Les conservateurs peinent à trouver leur Tony Blair

Michael Howard a prévenu que la route vers Downing Street serait difficile.(Photo: AFP)
Michael Howard a prévenu que la route vers Downing Street serait difficile.
(Photo: AFP)
Rendez-vous annuel d'un parti en pleine déconfiture depuis huit ans, le congrès des conservateurs aurait pu s'avérer une fois encore bien morose cette semaine à Blackpool. C'était sans compter la décision surprenante prise par leur leader Michael Howard d'annoncer sa démission au lendemain même des élections législatives britanniques en mai dernier. Du coup, le congrès a été pendant quatre jours le théâtre de joutes oratoires enflammées au cours desquelles les candidats à la direction du parti se sont affrontés sans pitié. Une foire d'empoigne salvatrice qui a redonné l'espoir à beaucoup de militants au bord de la déprime.

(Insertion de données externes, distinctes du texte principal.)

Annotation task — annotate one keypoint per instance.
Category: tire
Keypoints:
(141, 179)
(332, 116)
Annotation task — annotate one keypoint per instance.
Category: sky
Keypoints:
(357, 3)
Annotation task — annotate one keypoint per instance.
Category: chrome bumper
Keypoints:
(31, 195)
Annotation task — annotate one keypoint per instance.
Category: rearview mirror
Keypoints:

De notre correspondante à Londres

Quoi de mieux en effet pour regonfler le moral d'un parti laminé par trois défaites consécutives que d'organiser une course à la succession ? Michael Howard s'est félicité de ce succès avant de quitter Blackpool ce jeudi en estimant que le pari de transformer la conférence en beauty contest c'est-à-dire en concours de beauté pour élire la prochaine «Miss Tory» s'était avérée payante. Même si d'ailleurs on s'achemine plutôt vers un «Mister Tory».

Cinq candidats se sont en effet déclarés: David Davies, 56 ans, pour qui la clé du retour au pouvoir est l'euroscepticisme et le discours sécuritaire; le très populaire mais peut-être un peu trop âgé Kenneth Clarke, 65 ans, ancien chancelier de l'Echiquier, plutôt européen, hostile à la guerre en Irak; plus à gauche David Cameron, 38 ans vante sa jeunesse et joue les jeunes premiers, comme Tony Blair à ses débuts, en se présentant comme la relève post-thatchérienne; Liam Fox, 44 ans, chargé des affaires étrangères dans le «cabinet fantôme» qui chérit un conservatisme proche de la droite républicaine américaine. Enfin Malcolm Rifkind, 59 ans, ex-ministre de la Défense qui incarne un thatchérisme quelque peu dépassé.

«Et le nom du futur leader de l’opposition est…»

Le nom du nouveau leader conservateur, le cinquième depuis 1994, après John Major, William Hague, Iain Duncan Smith et Michael Howard, sera connu après un processus électoral à deux tours lors duquel seuls les 198 membres conservateurs de la chambre des Communes seront d'abord appelés à se prononcer. Puis, une fois les deux finalistes sélectionnés par les députés, ce sont les quelque 300 000 militants du parti qui auront le dernier mot.

Seulement voilà, aucun des candidats déclarés ne s'est réellement détaché à Blackpool qui a d'ailleurs complètement changé la donne. En effet, grand favori au début du congrès, David Davies a perdu du terrain après un discours unanimement jugé médiocre mercredi. Celui qui met en avant son image de «dur» a sans doute perdu des voix parmi les modernes du parti en se positionnant clairement à droite. Et loin de les aider, Michael Howard qui ne fait désormais qu'assurer l'intérim, a respecté «la règle d'or» qu’il s'était fixée au début du congrès tory lundi: ne rien dévoiler de ses préférences parmi les cinq concurrents en lice pour le remplacer.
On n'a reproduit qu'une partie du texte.